Python to GAALOPScript translation

@gajit([layout.grade_mask(4),layout.grade_mask(1),layout.grade_mask(1)])
def clifford_raytrace_gajit(S,A,C):
    PP = ((e12345 * (A ^ C ^ einf)) ^ (e12345 * S))
    hasIntersection = (PP | PP)
    return hasIntersection

GAALOPScript has a pretty similar syntax to Clifford Python, maybe we can just translate it automatically?
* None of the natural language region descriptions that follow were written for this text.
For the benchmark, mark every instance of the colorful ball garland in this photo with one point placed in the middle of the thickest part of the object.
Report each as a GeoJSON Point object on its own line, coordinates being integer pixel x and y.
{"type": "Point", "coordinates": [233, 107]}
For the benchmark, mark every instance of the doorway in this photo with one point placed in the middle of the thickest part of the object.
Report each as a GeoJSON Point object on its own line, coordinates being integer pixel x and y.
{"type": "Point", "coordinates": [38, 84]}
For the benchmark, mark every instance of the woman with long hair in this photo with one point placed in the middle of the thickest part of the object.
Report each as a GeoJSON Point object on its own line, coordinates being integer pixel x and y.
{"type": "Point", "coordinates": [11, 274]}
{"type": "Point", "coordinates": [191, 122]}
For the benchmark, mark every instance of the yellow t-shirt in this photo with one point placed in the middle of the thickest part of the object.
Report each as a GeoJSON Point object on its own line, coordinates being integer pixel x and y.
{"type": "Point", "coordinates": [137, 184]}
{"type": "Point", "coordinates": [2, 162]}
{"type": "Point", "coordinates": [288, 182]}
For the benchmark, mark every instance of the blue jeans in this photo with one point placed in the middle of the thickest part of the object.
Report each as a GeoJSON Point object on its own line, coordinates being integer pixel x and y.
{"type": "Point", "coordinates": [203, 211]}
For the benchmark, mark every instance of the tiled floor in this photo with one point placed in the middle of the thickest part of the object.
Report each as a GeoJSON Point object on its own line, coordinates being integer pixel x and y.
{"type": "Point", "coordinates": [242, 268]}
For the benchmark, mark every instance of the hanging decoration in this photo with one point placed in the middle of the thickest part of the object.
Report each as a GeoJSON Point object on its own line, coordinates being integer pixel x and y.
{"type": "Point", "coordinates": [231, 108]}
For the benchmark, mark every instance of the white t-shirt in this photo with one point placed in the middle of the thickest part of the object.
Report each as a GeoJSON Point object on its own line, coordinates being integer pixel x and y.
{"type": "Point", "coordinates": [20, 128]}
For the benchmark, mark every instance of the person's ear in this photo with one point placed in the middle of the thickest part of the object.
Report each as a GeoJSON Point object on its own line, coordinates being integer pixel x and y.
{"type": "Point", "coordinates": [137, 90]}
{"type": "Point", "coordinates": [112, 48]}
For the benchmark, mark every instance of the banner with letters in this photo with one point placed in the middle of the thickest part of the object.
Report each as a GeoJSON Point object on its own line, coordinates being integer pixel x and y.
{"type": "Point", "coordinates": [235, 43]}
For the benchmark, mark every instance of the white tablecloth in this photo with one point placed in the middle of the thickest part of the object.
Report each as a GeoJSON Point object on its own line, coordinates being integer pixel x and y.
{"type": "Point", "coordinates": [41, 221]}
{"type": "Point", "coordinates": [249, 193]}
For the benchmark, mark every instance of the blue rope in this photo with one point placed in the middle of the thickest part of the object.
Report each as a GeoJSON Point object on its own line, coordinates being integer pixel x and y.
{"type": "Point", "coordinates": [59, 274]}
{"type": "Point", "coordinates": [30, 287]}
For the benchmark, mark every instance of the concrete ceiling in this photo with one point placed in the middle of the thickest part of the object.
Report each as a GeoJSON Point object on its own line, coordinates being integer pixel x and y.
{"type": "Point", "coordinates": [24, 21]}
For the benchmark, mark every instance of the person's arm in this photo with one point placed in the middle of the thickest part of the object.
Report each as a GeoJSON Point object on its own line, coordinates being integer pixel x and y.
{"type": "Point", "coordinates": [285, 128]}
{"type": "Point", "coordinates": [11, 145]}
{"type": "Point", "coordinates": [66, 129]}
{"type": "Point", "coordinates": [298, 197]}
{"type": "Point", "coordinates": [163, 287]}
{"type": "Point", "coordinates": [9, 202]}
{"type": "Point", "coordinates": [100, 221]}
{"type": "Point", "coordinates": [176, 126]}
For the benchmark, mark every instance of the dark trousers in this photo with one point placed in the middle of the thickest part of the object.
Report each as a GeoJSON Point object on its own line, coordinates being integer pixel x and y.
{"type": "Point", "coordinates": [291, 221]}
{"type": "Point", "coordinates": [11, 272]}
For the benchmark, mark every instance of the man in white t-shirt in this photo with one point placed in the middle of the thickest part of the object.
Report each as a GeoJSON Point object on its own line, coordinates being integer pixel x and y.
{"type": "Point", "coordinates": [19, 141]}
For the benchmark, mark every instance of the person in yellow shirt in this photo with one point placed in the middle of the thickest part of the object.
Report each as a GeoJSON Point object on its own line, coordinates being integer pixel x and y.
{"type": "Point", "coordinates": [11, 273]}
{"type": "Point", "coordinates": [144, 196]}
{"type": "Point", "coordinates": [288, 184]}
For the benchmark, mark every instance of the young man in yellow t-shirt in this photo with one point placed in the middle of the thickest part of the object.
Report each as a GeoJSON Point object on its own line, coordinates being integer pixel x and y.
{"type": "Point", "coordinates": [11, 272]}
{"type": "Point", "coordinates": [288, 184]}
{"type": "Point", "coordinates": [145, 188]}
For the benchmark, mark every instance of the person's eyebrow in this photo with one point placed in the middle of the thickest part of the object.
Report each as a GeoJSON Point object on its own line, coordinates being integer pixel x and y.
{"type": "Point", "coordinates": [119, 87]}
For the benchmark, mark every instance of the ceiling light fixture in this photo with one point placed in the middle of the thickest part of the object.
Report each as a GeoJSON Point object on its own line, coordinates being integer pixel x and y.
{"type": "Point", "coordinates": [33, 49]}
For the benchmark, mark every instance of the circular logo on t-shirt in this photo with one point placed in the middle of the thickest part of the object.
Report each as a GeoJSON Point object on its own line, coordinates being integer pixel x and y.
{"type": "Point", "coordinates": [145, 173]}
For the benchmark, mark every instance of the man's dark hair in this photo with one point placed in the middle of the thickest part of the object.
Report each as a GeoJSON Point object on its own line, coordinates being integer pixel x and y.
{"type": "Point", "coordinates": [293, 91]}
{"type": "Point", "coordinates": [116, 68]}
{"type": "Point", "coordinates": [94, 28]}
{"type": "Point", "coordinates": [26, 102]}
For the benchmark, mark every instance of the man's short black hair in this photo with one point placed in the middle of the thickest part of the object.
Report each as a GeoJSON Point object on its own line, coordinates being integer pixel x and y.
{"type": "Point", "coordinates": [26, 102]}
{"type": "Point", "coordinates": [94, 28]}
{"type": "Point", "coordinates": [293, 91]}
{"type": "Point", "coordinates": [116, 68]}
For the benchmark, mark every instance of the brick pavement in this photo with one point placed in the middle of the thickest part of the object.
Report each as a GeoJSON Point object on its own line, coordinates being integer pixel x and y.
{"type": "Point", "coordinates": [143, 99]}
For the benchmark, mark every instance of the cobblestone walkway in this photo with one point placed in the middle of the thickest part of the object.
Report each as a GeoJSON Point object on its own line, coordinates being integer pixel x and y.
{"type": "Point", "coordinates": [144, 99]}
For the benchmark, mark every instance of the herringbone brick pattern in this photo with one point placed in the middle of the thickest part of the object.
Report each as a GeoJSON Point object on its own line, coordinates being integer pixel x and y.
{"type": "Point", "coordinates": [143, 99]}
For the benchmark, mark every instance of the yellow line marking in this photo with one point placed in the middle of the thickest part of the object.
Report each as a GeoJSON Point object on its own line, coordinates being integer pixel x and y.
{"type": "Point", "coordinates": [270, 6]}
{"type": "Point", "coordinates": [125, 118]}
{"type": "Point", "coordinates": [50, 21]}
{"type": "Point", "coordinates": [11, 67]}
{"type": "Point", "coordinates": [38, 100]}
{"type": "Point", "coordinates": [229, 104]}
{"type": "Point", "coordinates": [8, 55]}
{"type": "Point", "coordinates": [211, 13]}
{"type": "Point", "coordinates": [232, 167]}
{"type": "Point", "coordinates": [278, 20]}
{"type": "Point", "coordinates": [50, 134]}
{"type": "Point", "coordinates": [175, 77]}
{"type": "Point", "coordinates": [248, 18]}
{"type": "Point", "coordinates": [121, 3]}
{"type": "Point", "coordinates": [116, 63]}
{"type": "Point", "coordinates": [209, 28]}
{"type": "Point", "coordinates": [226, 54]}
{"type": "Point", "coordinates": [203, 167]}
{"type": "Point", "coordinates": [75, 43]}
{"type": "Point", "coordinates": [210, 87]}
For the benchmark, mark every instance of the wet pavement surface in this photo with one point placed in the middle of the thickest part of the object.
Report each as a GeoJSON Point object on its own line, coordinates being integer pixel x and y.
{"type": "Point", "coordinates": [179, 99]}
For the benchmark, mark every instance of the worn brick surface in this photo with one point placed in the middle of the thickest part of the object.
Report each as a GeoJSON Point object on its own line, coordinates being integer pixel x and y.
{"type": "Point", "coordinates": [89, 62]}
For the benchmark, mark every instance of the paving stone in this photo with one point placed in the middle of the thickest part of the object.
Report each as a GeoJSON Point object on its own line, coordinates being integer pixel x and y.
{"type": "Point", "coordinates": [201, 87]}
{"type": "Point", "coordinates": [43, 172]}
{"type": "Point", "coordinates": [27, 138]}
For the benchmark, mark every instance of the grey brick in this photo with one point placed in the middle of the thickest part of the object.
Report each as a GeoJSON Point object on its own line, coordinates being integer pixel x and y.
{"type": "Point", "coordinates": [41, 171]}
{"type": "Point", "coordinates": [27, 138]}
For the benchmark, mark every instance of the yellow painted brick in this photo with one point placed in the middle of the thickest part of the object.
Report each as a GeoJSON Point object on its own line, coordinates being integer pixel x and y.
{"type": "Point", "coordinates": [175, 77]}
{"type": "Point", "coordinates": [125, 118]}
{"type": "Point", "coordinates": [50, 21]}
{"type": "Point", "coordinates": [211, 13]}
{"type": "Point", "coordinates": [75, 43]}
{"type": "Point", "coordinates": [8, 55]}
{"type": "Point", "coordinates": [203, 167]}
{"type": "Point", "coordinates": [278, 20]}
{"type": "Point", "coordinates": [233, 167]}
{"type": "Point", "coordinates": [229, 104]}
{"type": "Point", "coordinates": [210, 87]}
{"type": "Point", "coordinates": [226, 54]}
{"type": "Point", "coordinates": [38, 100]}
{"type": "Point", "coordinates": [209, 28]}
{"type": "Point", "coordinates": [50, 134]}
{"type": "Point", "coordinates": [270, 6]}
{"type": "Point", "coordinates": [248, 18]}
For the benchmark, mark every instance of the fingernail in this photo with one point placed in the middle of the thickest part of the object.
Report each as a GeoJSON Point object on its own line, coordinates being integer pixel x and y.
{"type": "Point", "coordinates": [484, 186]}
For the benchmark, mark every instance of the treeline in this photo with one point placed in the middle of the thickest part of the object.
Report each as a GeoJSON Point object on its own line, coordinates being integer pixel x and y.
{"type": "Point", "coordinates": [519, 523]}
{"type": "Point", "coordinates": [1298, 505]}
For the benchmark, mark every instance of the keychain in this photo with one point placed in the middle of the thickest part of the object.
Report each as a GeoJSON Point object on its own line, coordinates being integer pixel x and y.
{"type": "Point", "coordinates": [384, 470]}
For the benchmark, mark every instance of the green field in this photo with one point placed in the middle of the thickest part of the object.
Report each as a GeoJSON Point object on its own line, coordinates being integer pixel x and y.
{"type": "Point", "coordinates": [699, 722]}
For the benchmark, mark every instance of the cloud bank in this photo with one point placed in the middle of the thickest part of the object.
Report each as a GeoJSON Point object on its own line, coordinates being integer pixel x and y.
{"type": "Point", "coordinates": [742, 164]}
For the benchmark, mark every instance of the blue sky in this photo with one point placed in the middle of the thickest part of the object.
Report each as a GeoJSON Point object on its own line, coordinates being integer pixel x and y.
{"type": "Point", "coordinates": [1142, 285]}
We can pass grade masks on the inputs to ensure only the minimum number of symbols are generated

It Works!

from clifford.g3c import *
from clifford.tools.g3c import *
from gajit import *


@gajit([layout.grade_mask(4),layout.grade_mask(1),layout.grade_mask(1)])
def clifford_raytrace_gajit(S,A,C):
    PP = ((e12345 * (A ^ C ^ einf)) ^ (e12345 * S))
    hasIntersection = (PP | PP)
    return hasIntersection

S = random_sphere()
A = random_conformal_point()
C = random_conformal_point()
hit = clifford_raytrace_gajit(S,A,C)

Not only does this allow us to use GAALOP as a precompiler for Python, it also makes Python a valid front end for GAALOP

Limitations

  • Richness of the GAALOPScript language
  • Nested functions
  • Canonical blade ordering differences
  • JIT time for large functions
  • Currently only CGA
  • Difficult installation

Galgebra

  • Python symbolic GA manipulation via Sympy
  • Very powerful and feature rich GA manipulation with a syntax very close to clifford
  • Gajit now also supports Galgebra as a symbolic backend, very easy to install, and with lots of potential for new features
from clifford.g3c import *
from clifford.tools.g3c import *
from gajit import *

@gajit([layout.grade_mask(4),layout.grade_mask(1),layout.grade_mask(1)],
        galgebra=True)
def clifford_raytrace_gajit(S,A,C):
    PP = ((e12345 * (A ^ C ^ einf)) ^ (e12345 * S))
    hasIntersection = (PP | PP)
    return hasIntersection

S = random_sphere()
A = random_conformal_point()
C = random_conformal_point()
hit = clifford_raytrace_gajit(S,A,C)
  • One keyword argument change
  • Generates smaller and faster code 
  • Would be interesting to play with its differential operators too...

Galgebra + Gajit

Gajit:

Geometric Algebra Just In Time Compiler

@gajit([layout.grade_mask(4),layout.grade_mask(1),layout.grade_mask(1)])
def clifford_raytrace_gajit(S,A,C):
    PP = ((e12345 * (A ^ C ^ einf)) ^ (e12345 * S))
    hasIntersection = (PP | PP)
    return hasIntersection

Requires no changes to source code. Generates Highly efficient implementations.

Can target multiple output languages/frameworks.